Deswegen fürchten die Kritiker in CDU und SPD durch den Immobilientransfer auf die Sprinkenhof nicht nur deutliche Mietanstiege für die betroffenen Mieter – sondern auch einen Einflussverlust der Stadt. Sollte die Sprinkenhof die Immobilien nämlich weiterverkaufen, müsste dies nicht mehr durch die aus Bürgerschaft und Bezirken besetzten Bodenkommission genehmigt werden. Bisher werden die 62 Grundstücke und Gebäude vom Landesbetrieb Immobilienmanagement und Grundvermögen (LIG) verwaltet.
Saga und Sprinkenhof sollen Gebäude und Grundstücke übernehmen
Betroffen von dem Verkauf sind zahlreiche kulturelle und soziale Einrichtungen in allen Teilen der Stadt. Als Beispiele nennt CDU-Haushaltspolitiker Thilo Kleibauer etwa das Bürgerhaus Lokstedt, Kitas und Begegnungsstätten in Wandsbek, Kultur- und Freizeitzentren und Suchtberatungen in Bergedorf und Harburg. Auf der Liste, die dem Abendblatt vorliegt, stehen auch prominente Immobilien, die von bekannten Gastronomie- oder Kultureinrichtungen genutzt werden, etwa das Schmidt Theater oder das Docks am Spielbudenplatz.
Der Senat begründet die geplante Übertragung mit dem bereits 2015 beschlossenen Programm zur „Optimierung des Immobilienmanagements“ (kurz: OPTIMA). Danach sollen die städtischen Wohnimmobilien grundsätzlich in den Besitz der Saga und die Gewerbeimmobilien an die Sprinkenhof übergehen, da diese die größte Kompetenz bei der Verwaltung der jeweiligen Kategorien besäßen. Ziel sei es dabei auch, einen „Sanierungsstau abzubauen“ und die „Infrastruktur der Stadtteile zu stärken“, sagte Finanzsenator Dressel dem Abendblatt. Mithin: Die Sprinkenhof soll die teils stark sanierungsbedürftigen Gebäude wieder auf Vordermann bringen.
CDU nennt Verkaufspläne des Senats "unsinnige Strategie"

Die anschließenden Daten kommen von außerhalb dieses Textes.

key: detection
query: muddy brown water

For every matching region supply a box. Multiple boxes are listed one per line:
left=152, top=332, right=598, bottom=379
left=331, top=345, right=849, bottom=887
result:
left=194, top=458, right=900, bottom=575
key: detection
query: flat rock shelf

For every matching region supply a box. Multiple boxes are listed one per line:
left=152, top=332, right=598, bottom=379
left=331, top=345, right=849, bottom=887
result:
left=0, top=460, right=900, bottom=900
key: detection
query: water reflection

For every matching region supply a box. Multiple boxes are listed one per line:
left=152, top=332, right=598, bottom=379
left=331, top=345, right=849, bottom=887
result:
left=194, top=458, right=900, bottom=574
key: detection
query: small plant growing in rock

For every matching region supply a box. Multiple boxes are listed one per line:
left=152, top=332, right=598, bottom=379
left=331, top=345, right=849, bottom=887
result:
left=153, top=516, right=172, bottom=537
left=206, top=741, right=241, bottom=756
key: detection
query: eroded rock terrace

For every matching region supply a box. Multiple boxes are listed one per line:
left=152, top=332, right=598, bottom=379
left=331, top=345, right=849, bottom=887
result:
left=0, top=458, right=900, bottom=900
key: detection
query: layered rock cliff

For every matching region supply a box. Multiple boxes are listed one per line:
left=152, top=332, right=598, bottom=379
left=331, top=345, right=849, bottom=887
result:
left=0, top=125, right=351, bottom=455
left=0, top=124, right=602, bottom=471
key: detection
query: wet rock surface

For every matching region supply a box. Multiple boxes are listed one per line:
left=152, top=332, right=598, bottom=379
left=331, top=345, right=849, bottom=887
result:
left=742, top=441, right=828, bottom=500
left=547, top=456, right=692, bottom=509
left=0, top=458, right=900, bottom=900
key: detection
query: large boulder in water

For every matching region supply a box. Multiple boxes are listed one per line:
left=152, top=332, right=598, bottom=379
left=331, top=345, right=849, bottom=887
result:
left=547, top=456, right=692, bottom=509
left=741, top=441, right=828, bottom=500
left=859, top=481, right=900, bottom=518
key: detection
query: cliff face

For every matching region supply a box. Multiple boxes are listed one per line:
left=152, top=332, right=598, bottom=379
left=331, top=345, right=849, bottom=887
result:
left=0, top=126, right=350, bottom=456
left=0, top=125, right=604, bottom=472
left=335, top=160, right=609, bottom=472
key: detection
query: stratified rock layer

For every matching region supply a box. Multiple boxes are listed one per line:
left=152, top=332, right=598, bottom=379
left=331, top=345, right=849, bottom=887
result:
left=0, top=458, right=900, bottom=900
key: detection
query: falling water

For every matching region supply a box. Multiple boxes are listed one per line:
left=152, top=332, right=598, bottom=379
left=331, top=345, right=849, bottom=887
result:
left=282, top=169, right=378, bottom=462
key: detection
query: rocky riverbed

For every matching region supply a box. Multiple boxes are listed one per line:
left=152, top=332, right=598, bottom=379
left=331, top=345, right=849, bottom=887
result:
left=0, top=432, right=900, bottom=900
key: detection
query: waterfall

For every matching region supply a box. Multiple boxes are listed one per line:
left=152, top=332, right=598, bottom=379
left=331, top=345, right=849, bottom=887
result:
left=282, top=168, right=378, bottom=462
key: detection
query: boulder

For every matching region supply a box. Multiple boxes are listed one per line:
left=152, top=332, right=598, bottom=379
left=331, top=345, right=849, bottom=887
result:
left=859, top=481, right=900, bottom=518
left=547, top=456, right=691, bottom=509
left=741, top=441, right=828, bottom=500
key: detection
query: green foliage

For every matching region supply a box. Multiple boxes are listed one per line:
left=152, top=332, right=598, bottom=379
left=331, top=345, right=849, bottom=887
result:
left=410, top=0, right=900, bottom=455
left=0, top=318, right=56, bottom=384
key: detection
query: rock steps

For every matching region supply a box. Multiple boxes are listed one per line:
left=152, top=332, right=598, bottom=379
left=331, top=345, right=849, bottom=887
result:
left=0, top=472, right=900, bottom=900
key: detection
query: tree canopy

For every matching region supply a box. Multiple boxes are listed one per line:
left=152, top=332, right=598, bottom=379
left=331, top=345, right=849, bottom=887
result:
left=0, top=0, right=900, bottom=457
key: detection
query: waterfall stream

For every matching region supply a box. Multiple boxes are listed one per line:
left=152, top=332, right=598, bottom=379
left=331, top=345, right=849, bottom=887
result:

CDU-Haushaltspolitiker Kleibauer dagegen bezeichnet das Vorgehen des rot-grünen Senats als „sehr kurzsichtig und nicht nachhaltig“. Denn so müssten nun „viele Häuser, die in den Stadtteilen als soziale oder kulturelle Treffpunkte enorm wichtig sind“, mit Mieterhöhungen rechnen. „Es kann nicht sein, dass der städtische Einfluss auf die Nutzung hier abnimmt und nur noch die Mietrendite im Vordergrund steht“, so Kleibauer. „Das ist eine äußerst unsinnige Strategie. Für bestehendes Vermögen der Stadt muss Sprinkenhof Kredite aufnehmen, um den Kaufpreis zu zahlen. Das ist fragwürdig und führt zu vielen Folgeproblemen, auf die die Bezirkspolitik zu Recht hinweist. So würden Mieterhöhungen von Sprinkenhof zulasten der knappen Budgets der Bezirke gehen. Auch steigt die Gefahr eines späteren Weiterverkaufs ohne Beteiligung gewählter Gremien.“
Wenn kein Weiterverkauf beabsichtigt sei, stelle sich die Frage, warum die Finanzbehörde jetzt plötzlich mit diesem Immobiliendeal einen Gewinn von fast 28 Millionen Euro für den Haushalt der Stadt erzielen wolle, wie es die Drucksache ausweise, so Kleibauer. „Hier werden Reserven der Stadt verfrühstückt, anstatt ernsthaft Vorsorge für die Sanierung dieser Gebäude zu treffen.“
SPD und Grüne in Wandsbek lehnen "Zentralisierung" ab
Auch in den Bezirken ist man nicht überall glücklich mit dem Vorhaben des SPD-Finanzsenators. So lehnte die Bezirksversammlung Wandsbek bereits im Frühjahr das Vorhaben in einem formalen Beschluss ab – auf Antrag von SPD und Grünen. Die „Zentralisierung“ berge die Gefahr, dass „die politische Steuerungsfähigkeit durch die bezirklichen Gremien weiter geschwächt wird“, heißt es in dem Beschluss. Damit verweigerte ausgerechnet die von ihm selbst geführte SPD Wandsbek Dressel in einem entscheidenden Punkt die Gefolgschaft – und der Finanzsenator musste nachbessern. Nun sollen Modernisierungen, die zu höheren Mieten führen, nur noch im Einvernehmen mit den Nutzern umgesetzt werden können.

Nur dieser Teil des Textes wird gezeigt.